Designed by a team of Chinese and Canadian engineers, the 'Impossible' electric bike folds up and fits in your backpack.
Previous folding bicycles haven't been able to get much smaller than the size of a suitcase, and electric bicycles are often pretty heavy. The point of difference with the Impossible bike is that it weighs just 4 kg (11 pounds) and is 43 cm tall (17 inches) when folded.
"The secret to making an electric bike this small has to do with some clever design shenanigans," says Amanda Kooser at CNET. "When unfolded, the bike looks like a giant pair of weird glasses thanks to the circles-within-circles design that lets it all fold up."
Fitted with some lightweight batteries, the bike can reach speeds of up to 20 km/h for about 45 minutes on a single charge. If you're cruising slower than that, it could take you about 25 km before needing a recharge.
As Kooser points out, the bike sounds pretty great, but there are still some issues that probably need to be addressed. As you'll see in the video below, the bike doesn't have any pedals or chains, so if you run out of charge, you can't just use it like a regular bike. At least you can pack it away though.

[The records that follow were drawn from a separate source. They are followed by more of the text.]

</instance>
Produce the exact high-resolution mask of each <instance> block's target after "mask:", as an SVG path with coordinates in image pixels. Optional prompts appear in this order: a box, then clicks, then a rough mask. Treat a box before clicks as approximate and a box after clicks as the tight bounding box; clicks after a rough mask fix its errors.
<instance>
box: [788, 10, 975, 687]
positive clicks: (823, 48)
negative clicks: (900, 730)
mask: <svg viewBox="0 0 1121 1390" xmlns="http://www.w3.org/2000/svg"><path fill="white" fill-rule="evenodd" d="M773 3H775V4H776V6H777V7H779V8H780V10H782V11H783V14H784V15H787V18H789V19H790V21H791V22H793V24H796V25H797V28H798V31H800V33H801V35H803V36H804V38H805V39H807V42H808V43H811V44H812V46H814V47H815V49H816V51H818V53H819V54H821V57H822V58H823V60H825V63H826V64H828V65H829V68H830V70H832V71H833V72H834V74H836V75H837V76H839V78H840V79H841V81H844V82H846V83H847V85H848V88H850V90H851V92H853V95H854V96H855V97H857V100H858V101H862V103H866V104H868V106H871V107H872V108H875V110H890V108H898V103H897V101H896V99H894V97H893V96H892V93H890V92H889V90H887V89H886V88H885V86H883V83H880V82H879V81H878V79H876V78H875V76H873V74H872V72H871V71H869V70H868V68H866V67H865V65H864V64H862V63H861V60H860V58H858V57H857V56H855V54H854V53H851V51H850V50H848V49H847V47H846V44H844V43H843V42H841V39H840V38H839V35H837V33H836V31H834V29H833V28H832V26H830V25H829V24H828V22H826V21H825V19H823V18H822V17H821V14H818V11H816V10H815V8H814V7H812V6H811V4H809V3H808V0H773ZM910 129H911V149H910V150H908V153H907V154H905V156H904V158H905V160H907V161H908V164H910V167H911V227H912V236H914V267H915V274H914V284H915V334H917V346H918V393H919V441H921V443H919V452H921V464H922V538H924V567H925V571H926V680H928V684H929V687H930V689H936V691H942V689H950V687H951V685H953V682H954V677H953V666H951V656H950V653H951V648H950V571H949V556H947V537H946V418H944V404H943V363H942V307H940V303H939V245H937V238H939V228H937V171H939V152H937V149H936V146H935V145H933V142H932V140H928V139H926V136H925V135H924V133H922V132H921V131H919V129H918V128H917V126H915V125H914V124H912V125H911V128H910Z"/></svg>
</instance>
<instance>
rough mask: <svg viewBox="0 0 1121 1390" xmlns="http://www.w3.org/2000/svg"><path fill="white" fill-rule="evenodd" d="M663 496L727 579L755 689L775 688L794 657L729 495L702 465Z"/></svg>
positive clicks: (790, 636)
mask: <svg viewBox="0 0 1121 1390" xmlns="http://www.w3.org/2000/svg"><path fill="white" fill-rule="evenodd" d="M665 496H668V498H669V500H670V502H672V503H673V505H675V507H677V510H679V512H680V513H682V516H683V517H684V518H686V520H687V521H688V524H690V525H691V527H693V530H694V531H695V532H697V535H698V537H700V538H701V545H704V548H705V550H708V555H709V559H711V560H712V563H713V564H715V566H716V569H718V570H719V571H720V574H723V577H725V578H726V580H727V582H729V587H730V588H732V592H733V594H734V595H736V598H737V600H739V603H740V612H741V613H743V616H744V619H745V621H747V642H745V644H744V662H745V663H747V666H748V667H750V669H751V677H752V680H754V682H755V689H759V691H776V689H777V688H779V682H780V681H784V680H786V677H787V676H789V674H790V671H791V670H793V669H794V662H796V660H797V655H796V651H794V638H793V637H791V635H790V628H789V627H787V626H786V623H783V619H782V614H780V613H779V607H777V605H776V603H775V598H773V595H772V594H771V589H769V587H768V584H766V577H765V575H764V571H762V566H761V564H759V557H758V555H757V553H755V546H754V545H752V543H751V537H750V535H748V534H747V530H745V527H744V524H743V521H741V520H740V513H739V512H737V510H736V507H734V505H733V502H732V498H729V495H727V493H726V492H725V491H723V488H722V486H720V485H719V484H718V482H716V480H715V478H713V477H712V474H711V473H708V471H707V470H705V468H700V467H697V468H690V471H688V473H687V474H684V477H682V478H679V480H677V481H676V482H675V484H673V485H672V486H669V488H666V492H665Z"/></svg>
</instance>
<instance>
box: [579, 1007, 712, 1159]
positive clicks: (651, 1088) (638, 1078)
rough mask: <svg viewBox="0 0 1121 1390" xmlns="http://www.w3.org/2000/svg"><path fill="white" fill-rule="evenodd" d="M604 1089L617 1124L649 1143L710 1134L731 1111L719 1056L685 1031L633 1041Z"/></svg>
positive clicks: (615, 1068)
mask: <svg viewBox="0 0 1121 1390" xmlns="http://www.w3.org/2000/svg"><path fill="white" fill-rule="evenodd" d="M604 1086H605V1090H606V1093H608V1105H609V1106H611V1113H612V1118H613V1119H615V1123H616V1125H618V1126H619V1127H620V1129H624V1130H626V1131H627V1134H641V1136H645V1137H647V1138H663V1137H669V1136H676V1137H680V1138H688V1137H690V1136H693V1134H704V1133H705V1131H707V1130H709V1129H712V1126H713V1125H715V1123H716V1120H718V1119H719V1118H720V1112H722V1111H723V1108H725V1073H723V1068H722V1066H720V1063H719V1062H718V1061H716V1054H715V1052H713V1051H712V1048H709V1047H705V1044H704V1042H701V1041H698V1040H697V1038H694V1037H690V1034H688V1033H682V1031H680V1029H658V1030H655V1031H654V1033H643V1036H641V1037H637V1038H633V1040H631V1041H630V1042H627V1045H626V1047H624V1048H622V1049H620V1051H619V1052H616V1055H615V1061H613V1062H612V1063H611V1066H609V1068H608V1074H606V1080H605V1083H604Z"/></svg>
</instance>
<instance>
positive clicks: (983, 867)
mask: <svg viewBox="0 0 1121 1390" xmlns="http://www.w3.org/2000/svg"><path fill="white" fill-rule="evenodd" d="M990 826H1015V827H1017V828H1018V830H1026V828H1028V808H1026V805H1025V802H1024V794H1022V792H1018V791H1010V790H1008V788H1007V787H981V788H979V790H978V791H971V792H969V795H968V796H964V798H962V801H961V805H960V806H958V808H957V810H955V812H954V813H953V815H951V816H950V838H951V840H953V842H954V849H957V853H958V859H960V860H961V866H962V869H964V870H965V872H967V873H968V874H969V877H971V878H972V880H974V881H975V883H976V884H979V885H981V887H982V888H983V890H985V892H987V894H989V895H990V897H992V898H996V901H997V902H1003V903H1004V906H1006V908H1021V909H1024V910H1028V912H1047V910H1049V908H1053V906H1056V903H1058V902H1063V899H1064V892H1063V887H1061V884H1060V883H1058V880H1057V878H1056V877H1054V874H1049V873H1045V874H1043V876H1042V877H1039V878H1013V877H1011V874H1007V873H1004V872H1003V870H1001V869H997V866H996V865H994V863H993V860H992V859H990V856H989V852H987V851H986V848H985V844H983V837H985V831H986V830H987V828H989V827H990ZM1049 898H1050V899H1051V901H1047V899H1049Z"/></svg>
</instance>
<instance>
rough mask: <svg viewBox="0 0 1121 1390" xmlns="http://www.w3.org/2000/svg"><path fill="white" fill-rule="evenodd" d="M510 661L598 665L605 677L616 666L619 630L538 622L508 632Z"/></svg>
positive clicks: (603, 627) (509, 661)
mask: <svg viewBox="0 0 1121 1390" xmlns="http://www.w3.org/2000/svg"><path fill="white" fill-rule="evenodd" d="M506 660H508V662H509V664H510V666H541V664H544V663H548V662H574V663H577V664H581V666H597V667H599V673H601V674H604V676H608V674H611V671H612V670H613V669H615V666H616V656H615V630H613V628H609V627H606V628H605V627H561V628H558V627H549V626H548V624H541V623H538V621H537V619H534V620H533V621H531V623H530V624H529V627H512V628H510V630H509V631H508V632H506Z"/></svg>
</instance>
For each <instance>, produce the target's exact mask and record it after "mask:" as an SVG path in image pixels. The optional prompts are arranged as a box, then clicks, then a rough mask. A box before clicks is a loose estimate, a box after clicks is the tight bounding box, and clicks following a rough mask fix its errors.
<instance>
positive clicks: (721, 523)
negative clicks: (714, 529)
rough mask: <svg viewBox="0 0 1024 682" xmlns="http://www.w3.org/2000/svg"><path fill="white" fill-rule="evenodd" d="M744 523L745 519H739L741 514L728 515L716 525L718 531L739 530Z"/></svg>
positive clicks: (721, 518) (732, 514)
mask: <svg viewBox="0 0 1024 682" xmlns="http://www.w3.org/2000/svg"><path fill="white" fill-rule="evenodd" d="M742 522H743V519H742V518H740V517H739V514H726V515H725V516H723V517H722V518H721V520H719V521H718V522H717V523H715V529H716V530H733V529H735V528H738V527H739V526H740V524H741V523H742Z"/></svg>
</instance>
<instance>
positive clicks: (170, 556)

So far, it can only support relatively light people - up to 81 kg (180 pounds) - but the creators say that's something they're working on. Plus the wheels are so tiny, there could be an issue when they're faced with anything that isn't a super-smooth road.
It's tipped to be released in August next year, and it'll cost $530.
"There's a lot about the Impossible worth getting excited about: decent price, cool design, extreme portability," says Kooser at CNET. "If the creators can answer the big lingering questions (Are there any brakes?) and deliver as expected, it could end up being a viable option for commuters looking for an easy electric way to motor around the city."
We're hoping this works out, or leads to similar, more viable designs. It's about time we started throwing some more car alternatives out there.